Solved – How to interpret Mann-Whitney’s statistical significance if median is equal

Testing the difference between the observations of two groups by using Mann-Whitney Test has given the following output (from minitab):

                N  Median positives  137  1.0000 negatives  892  1.0000 Point estimate for η1 - η2 is 0.0000 99.0 Percent CI for η1 - η2 is (0.0001,-0.0001) W = 56899.5 Test of η1 = η2 vs η1 ≠ η2 is significant at 0.0000 The test is significant at 0.0000 (adjusted for ties) 

When I was testing other pairs of groups, I concluded that a group tends to have larger values than another group based on their medians, if the test shows a statistically significant difference. However, the example above shows that I may not be interpreting the results correctly.

Here is some additional descriptive statistics for the example above:

Variable   |  Mean | StDev  | Minimum | Q1 |Median| Q3 | Maximum positives  |  4.13 | 13.17  |  1.00   |1.00| 1.00 |1.00| 116.00 negatives  | 6.851 | 20.503 |  0.000  |1.00| 1.00 |5.00| 434.000 
  • What have I done wrong?
  • How can I figure out the direction of the difference? Can I conclude that the negatives tends to have larger values based on their larger Q3, for example?

The Mann-Whitney is not a test of medians. At best, the Mann-Whitney test can only be claimed to a be a test of differences in mean-rank between two populations' pooled ranking.

You can easily calculate medians empirically and perform a basic Wald test if you need a test of medians.

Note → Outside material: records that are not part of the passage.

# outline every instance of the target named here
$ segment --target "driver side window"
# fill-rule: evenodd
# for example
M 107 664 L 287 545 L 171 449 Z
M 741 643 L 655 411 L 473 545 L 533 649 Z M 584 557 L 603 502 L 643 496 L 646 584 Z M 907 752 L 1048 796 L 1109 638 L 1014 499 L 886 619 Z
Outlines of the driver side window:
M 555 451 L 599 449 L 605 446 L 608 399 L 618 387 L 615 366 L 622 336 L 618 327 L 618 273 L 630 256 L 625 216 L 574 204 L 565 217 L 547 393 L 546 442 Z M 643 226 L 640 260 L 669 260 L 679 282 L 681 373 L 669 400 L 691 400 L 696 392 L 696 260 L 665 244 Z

The Mann-Whitney test happens to be a reasonably powerful test of medians only when the underlying distributions are symmetric, an assumption that is clearly violated in these data. However, if a distribution is symmetric, the median also happens to be the mean (when variance is finite). This means the Mann-Whitney and the t-test are testing the same hypothesis in symmetric distributions.